建国75周年を迎えたイスラエルだが、今年も3月に世界中の国々の人々が幸福だと思うかどうかの調査が行われた。結果、イスラエルは昨年の9位から一気に4位へとアップしていた。
1-3位はお馴染みの北欧、フィンランド、デンマーク、アイスランドである。つまり、イスラエルは、欧米諸国の中で最も幸せな国という事である。
しかし、イスラエルは、ユダヤ人の国であり、ホロコーストを通り、世界中に見放されるという経験をした人々である。今でも聞けば、ホロコースト犠牲者を家族に持つという人がほとんどである。

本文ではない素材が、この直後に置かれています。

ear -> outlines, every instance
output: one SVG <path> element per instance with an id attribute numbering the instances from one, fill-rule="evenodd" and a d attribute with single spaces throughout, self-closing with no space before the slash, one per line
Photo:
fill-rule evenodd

さらには今も常に戦争の危機にあり、子供たちを戦場送り出さなければならない。市内でのテロも頻発し、いつ自分や家族が犠牲になるかもわからない。加えて、普通に麻薬もあらゆる犯罪もある。物価も相当に高く暮らしが厳しい人も多い。
国際社会では、陰謀論もあり、パレスチナ人への暴力の国として嫌われ、逆に反ユダヤ、反イスラエルの暴力で傷つけられている。そのイスラエルで、自分は幸せだと言う人が、世界第4位なのである。

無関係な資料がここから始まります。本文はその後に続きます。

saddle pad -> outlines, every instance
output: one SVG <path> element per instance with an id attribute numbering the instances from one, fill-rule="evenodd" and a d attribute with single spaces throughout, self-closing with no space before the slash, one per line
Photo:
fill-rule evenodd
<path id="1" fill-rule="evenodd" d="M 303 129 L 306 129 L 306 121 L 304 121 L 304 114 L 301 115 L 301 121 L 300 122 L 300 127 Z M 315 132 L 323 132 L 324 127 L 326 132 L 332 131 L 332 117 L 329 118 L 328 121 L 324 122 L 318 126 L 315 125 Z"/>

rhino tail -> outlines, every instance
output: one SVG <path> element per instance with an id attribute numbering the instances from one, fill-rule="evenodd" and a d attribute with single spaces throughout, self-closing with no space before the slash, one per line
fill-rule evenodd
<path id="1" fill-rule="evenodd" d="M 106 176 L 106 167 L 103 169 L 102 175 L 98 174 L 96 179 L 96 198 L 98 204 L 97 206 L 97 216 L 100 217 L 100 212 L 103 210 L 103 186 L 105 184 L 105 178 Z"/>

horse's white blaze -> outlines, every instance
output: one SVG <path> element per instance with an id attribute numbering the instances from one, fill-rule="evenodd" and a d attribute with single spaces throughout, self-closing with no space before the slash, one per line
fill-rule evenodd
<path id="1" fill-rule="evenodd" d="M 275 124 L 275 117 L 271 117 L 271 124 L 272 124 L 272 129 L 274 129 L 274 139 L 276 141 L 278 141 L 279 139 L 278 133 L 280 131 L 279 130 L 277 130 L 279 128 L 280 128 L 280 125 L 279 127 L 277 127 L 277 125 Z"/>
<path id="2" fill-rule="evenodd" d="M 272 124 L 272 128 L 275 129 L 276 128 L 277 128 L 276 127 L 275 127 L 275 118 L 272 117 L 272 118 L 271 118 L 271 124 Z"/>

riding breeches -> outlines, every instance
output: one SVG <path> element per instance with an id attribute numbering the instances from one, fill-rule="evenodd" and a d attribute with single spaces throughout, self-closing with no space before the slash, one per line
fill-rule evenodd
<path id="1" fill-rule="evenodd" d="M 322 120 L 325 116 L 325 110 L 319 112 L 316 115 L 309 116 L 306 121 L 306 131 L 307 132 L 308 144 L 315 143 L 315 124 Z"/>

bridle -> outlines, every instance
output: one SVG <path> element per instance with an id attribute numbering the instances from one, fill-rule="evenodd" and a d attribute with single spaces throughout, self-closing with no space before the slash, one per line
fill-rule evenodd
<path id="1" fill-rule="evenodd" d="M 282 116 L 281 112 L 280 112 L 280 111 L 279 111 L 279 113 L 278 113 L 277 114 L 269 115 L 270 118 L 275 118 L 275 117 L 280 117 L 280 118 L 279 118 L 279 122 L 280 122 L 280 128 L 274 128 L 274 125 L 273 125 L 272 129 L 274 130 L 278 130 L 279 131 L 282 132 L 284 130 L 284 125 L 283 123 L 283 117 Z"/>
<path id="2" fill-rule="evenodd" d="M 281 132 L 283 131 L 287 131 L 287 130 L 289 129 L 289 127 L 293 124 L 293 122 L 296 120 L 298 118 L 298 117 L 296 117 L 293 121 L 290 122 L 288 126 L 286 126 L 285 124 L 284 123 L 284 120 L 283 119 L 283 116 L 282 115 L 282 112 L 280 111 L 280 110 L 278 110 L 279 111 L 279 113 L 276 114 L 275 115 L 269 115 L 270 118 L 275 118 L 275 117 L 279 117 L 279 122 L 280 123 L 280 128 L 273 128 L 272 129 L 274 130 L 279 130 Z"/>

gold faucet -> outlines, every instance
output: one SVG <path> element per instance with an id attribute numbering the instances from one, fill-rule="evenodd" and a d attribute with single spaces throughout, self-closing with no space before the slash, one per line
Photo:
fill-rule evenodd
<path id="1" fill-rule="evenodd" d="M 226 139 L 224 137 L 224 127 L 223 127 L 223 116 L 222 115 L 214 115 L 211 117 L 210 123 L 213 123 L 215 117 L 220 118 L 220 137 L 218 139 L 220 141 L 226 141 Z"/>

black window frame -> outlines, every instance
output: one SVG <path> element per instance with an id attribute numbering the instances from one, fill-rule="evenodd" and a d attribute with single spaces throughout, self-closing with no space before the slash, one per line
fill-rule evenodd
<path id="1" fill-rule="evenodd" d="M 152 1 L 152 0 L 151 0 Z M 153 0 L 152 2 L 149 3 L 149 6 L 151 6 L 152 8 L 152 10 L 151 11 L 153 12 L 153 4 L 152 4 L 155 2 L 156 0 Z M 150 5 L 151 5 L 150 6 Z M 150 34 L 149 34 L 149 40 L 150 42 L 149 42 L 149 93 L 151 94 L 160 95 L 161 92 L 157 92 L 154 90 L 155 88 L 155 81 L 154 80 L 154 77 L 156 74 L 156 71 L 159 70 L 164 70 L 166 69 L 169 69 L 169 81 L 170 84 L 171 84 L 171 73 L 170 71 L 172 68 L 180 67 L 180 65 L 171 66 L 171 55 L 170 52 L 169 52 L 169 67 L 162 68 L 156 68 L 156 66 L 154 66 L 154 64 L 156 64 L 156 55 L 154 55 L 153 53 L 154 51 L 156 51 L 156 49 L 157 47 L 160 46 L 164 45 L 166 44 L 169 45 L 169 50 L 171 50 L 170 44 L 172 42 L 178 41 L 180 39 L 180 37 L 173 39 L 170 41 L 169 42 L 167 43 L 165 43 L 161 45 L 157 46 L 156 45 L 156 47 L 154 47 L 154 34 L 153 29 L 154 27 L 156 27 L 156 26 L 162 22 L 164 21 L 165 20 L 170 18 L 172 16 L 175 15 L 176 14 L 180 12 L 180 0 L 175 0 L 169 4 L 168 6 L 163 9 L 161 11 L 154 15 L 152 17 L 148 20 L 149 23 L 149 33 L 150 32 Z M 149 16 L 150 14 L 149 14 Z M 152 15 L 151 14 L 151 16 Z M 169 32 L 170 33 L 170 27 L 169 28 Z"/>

イスラエル人の幸せの根源はどこにあるのだろうか。無論、個人によりという事が原則ではあるが、どこからその幸せが来るのかを考えてみた。
1)全能の神の前に有無なしを知っているということ
今回、ホロコースト記念日にはじまり、戦没者、テロ犠牲を覚える記念日とその直後に行われる75回目の独立記念日をイスラエルで過ごし、改めて、ユダヤ人たちの独特のつながりを実感させられた。
異邦人のなにものもが入り込めない、独特のつながりがあるということである。それは、まず、彼らがいかに多様であっても、同じ聖書の神の元にいるということ。言い換えれば、価値観、人生観を共有しているということである。
この神は絶対であり、何があっても逆らえないこと、何があっても最終的にはその計画こそが最善であると信じざるを得ないという共通点があるということである。
2)ユダヤ人は同じ船にいる独特の仲間意識
1)の結果として、ユダヤ人の間には独特の仲間意識がある。それは他人同士の仲間をこえて、どこか家族的なつながりではないかと思う。
過去に迫害を受けてきたユダヤ人社会では、不要な人はいないという認識が共通している。また、生き残るためには、家族こそが大事なのであり、その家族同士がつながって共に社会を作っていく必要があるという意識もある。「アムイスラエル・ハイ(イスラエルの民は生きる)」という必要を皆が共通して持っているということである。
とはいえ、そのために個人が犠牲になることはない。それぞれが社会にできることを、目指していくことを喜びとしている。社会のために犠牲になるのでは、幸せではないが、社会に貢献できることこそが幸せとして戻ってくるのである。
なので、イスラエルに遠慮も犠牲もなく、ただそれぞれが自分のなすべきことをみつけていく。その中で、自分の家族を生み出し、次世代を社会全体が育てていく。子供たちこそが、イスラエルにとってなによりも宝なのである。それはイスラエル人全部が共有している価値観であると感じる。
石のひとりごと
私とイスラエルとの関わりは、イスラエル人の知人を通して、異例中の異例、WZOの移住プログラムに入れてもらうことから始まった。今回の75周年記念のWZOのイベントに参加させてもらったことは、まるで原点に戻ったかのようであった。
彼らの中に入ることで、まず学んだことは、自分はユダヤ人ではないということ。日本人として創られたということの認識の始まりであった。当時、私は、自分と日本がどうしても好きになれなかったので、いわばショッキングなことであったと思い出す。
そうした中で、日本人として神が創造された自分を嫌っていたという神への失礼、罪の自覚へと導かれた。イエスキリストの身代わりの罪の贖いとその復活という事実に出会い、受け入れ、感謝して、この神に立ち返ることができたのであった。
それから、少しづつ、日本人としての自覚も定着していったが、それから30年以上経った今、再びWZOのユダヤ人の人々の中に入って、日本という国の顔がようやく見えてきたような気がする。
それはゼロ戦に乗った日本人の姿だろうか。以下のビデオクリップが頭から離れない。私は、ユダヤ人のように、「日本の民は生きる」といって生きることができるだろうか。神はイスラエルだけでなく、この日本という国にも目をとめておられる。そうしたことを次世代の若者たちにも伝えていければと思わされている。